Thank you so much for sharing this information, Pam! Does your roll of parchment paper say to what temperature it’s oven safe? I’ve found some off-brands don’t go quite as high as name brands. I’m wondering if that might be it?
Although I haven’t had these cookies stick to parchment paper, I’ve had it happen with other recipes. For those, I’ll do one of two things: (a) gently twist and slide the cookie while it’s still in contact with the parchment paper, which seems to help release it, and if that doesn’t work and still leaves a lot of the cookie’s bottom stuck to the parchment, then (b) slide a fillet knife {the really thin and flexible kind!} underneath each cookie to release them.
Does that make sense? 🙂
Hi, Amy! Do you think that I could substitute the fresh blueberries for dried ones?
Yes, that should work! If you have the time, then I highly recommend hydrating them first. It makes them plump and juicy, and it gives them an even better texture!
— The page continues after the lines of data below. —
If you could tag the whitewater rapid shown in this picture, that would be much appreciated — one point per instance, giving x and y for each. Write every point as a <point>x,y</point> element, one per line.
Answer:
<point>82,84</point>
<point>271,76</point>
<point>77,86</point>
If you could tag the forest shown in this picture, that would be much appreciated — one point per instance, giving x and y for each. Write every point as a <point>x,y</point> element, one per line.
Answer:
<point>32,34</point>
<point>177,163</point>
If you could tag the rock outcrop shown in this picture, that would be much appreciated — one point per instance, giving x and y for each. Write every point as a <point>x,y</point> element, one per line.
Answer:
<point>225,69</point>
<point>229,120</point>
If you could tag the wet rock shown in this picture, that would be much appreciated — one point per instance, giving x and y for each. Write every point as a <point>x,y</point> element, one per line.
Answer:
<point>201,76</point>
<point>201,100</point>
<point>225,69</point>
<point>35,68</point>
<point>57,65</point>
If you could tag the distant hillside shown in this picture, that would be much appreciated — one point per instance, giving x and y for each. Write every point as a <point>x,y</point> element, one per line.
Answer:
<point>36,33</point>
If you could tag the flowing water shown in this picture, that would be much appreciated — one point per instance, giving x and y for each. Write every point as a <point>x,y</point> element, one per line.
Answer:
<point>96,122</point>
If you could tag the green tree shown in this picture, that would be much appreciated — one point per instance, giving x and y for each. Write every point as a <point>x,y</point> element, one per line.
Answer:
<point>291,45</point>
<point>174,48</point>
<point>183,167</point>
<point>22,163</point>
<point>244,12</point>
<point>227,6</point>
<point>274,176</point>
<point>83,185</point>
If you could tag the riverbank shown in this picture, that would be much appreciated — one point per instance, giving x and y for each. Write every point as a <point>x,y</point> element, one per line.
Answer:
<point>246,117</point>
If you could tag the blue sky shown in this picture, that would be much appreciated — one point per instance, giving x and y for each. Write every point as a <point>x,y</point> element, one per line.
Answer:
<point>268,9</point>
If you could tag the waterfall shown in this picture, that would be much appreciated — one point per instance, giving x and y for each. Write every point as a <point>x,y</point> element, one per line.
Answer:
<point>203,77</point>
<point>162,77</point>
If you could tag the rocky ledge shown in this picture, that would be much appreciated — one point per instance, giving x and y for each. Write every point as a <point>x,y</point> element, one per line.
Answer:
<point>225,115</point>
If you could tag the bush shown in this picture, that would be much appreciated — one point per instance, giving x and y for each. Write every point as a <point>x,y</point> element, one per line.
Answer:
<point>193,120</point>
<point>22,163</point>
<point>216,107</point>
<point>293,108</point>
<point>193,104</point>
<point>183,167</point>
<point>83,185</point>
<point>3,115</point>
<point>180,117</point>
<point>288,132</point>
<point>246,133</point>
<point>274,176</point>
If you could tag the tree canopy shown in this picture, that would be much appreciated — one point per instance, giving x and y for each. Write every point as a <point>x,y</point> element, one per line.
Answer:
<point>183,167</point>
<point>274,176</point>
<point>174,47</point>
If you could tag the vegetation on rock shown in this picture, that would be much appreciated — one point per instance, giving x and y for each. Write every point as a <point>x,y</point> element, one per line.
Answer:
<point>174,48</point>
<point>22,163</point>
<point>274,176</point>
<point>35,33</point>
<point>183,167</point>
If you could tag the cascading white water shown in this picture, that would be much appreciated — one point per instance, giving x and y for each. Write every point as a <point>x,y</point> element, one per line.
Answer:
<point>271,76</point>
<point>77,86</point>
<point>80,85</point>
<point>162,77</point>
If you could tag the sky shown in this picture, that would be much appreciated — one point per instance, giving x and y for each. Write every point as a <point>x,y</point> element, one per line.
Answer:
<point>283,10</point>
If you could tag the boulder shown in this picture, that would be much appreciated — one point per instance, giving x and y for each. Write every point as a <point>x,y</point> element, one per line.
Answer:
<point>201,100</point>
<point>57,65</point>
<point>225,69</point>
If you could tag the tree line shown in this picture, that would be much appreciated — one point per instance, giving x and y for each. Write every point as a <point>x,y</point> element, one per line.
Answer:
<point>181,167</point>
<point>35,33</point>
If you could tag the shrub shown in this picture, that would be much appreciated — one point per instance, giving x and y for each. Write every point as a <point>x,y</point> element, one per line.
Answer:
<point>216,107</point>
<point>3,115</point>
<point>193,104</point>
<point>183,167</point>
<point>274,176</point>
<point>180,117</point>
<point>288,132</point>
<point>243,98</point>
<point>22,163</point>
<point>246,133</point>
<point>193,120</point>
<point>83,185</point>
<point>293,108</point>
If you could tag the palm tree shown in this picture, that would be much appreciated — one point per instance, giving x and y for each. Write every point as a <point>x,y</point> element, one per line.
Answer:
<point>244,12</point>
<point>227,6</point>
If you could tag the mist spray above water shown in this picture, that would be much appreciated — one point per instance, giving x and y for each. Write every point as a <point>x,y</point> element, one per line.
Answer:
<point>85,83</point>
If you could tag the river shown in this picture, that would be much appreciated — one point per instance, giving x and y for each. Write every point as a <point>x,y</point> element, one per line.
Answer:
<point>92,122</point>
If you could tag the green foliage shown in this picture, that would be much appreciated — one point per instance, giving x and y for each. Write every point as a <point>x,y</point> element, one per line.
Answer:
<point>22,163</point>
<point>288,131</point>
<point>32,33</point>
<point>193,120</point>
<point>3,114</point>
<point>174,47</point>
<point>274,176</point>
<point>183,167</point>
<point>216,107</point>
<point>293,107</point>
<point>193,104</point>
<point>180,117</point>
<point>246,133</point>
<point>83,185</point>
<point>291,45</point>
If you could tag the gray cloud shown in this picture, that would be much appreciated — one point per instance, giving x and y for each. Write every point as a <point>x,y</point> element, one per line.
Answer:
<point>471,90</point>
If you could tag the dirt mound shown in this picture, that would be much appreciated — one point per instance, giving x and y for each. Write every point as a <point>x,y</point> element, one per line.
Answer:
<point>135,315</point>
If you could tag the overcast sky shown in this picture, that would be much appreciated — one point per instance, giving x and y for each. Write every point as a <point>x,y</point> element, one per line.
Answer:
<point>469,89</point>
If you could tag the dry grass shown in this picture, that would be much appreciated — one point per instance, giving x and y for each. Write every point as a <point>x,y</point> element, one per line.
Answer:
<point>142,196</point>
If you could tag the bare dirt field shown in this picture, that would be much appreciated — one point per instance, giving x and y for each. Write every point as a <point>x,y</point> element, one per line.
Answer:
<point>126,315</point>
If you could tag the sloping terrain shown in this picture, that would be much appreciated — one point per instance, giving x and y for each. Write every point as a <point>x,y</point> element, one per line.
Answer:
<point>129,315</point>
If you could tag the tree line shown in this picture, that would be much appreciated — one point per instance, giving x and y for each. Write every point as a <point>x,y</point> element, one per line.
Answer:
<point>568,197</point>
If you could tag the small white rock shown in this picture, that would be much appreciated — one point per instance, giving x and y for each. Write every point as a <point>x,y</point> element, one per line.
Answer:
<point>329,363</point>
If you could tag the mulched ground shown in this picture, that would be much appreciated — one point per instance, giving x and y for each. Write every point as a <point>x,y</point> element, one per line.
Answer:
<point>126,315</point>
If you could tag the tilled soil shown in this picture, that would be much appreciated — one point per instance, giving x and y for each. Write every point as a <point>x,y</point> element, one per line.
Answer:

To hydrate your dried blueberries, add them to a microwave-safe bowl, cover them with water, and cover the top of the bowl with a lid or plastic wrap. Microwave on high for 1 minute. Let them sit for 10-15 minutes (or while you measure and mix together the rest of the ingredients). Thoroughly drain the excess liquid before folding them into the cookie dough.
I’m excited to hear what you think of these cookies, Sarah!